By Jennifer 8. Lee | June 17, 2007
Today we will being our countdown to a non-specific date…Chinese food aficionados are waiting with baited breath for the mid-July opening of Wakiya in New York City after Alan Yau (of Hakkasan fame) was unable to get a visa for his chef for Park Chinois and thus canceled the project.

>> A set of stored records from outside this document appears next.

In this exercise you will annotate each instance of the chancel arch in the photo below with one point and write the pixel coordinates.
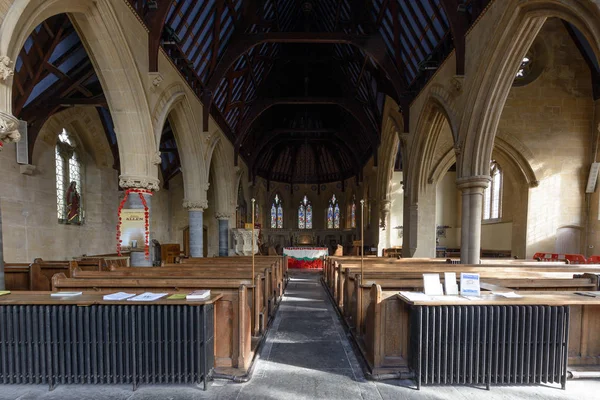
(111, 56)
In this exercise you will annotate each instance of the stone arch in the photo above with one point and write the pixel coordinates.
(429, 126)
(103, 37)
(174, 105)
(519, 156)
(447, 102)
(86, 124)
(492, 80)
(388, 150)
(221, 164)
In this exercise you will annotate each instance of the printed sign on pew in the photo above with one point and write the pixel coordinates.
(469, 284)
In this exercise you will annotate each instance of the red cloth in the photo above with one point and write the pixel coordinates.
(301, 264)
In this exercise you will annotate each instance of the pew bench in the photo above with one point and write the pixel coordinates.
(233, 336)
(86, 340)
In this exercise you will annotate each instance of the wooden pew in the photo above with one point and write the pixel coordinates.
(262, 292)
(233, 311)
(385, 340)
(16, 276)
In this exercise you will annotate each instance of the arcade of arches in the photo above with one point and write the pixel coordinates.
(466, 126)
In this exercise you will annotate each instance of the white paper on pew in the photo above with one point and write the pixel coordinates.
(450, 283)
(509, 295)
(148, 296)
(118, 296)
(432, 285)
(416, 296)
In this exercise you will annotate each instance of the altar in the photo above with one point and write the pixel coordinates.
(305, 257)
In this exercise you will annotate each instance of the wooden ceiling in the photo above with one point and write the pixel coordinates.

Yuji Wakiya, who is Japan-Japanese, is the “bad boy” of Chinese cuisine — he has a huge French influence in his cooking. As the Iron Chef Chinese pointed out to me in an interview, Japan is one of the very few countries in the world where the top Chinese chefs are not themselves, ethnically Chinese. That is because Chinese cuisine is still considered a high art in Japan — whereas in the rest of the world Chinese cuisine is something that is carried on the backs of immigrants. I have been to the Wakiya restaurant in Japan and it is truly fantastic — the delicacy of Japanese presentation mixed with the rich flavors of Chinese cooking. One dish involved steaming a live shrimp right in front of us at the table with tea poured over a hot rock. So its antennae were waving on its gray body one second. Then the bamboo top went down and the tea hit the rock. And 30 seconds later. It was pink and antennae not waving. It is very weird having something go from live to cooked at your dinner table.